Ainsi la seule annulation de l’augmentation que les élus se sont octroyée en début de mandat suffirait à doubler les économies envisagées. Et si la majorité n’est pas décidée à faire ce sacrifice (c’est plus simple de le demander à l’opposition), une simple diminution moyenne de 50 euros mensuels des indemnités par élu ferait faire à la ville une économie annuelle d’environ 25 mille euros. Et ce ne serait d’ailleurs que justice au regard du peu d’investissement des dits élus au service des Asniérois.

Mais puisque la majorité semble plus prompte à demander des sacrifices aux autres qu’à elle-même, elle pourrait mettre fin aux contrats de quelques agents amis embauchés et bien payés dont on se demande quelle est l’utilité de leur fonction, leur seule qualité étant d’avoir fait la campagne du maire.

On pourrait aussi regarder du côté de quelques salaires pour le moins étonnants au sein des services. Ou alors revoir les promotions express de quelques agents dont la vitesse d’avancement de carrière est inversement proportionnelle à la notoriété de leur incompétence, sans compter le pantouflage désormais assumé du cabinet du maire vers les services administratifs.

Les pistes d’économies existent  si c’est vraiment ce que cherche le maire d’Asnières. Mais il y a fort à parier que non. Après avoir essayé par tous les moyens et sans succès d’affaiblir ses opposants par des procès à répétition, on devine bien que le conseil municipal le vendredi matin n’est qu’une voie supplémentaire de musèlement des élus municipaux d’opposition.

 

Faire taire l’opposition

Oui, il nous sera compliqué d’être présents et en Commission Mixte et en Conseil Municipal. Nos emplois sont divers. A mon poste de travail, chaque absence impacte des dizaines de personnes (collaborateurs directs, enseignants, élèves et parfois parents dans le besoin de me joindre en urgence…).
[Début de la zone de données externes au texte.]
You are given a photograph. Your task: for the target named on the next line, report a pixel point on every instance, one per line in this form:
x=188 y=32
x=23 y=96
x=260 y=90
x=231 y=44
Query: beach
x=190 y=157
Devant certaines obligations professionnelles, quel  que soit l’ordre du jour du conseil, le sentiment de se défausser sur ses collègues de travail emportera la décision et nous fera parfois renoncer à un Conseil Municipal.

Le maire le sait qu'il nous sera difficile d'être systématiquement présents. Mon petit doigt me dit qu'il compte sur notre absence. Cela n’honore pas la démocratie locale, surtout à Asnières où elle est déjà mal en point. Les élections approchent et l’opposition dérange. L’opposition dérange parce qu’elle travaille et s’intéresse de plus en plus près aux dossiers que le maire voudrait voir passer comme lettre à la poste. L’opposition dérange quand elle dénonce la bétonisation de la ville. Elle dérange quand elle démontre en conseil municipal la responsabilité du maire dans le déficit de construction de logements sociaux. Elle dérange quand elle rend public la décision du défenseur des droits sur les responsabilités de la municipalité en matière de discrimination contre une employée municipale handicapée. L’opposition dérange quand elle oblige la municipalité à constituer une Mission d’Information sur les conditions de travail des agents. L’opposition dérange parce qu’elle travaille. A l’approche de débats budgétaires compliqués, nous dérangeons. Alors on veut nous écarter. Alors il faut nous compliquer la tâche. Coûte que coûte. C’est lâche et mesquin.   Mais nous sommes à Asnières et, chercher de la hauteur et de la grandeur ici surtout en ces temps-ci sera toujours une vaine entreprise.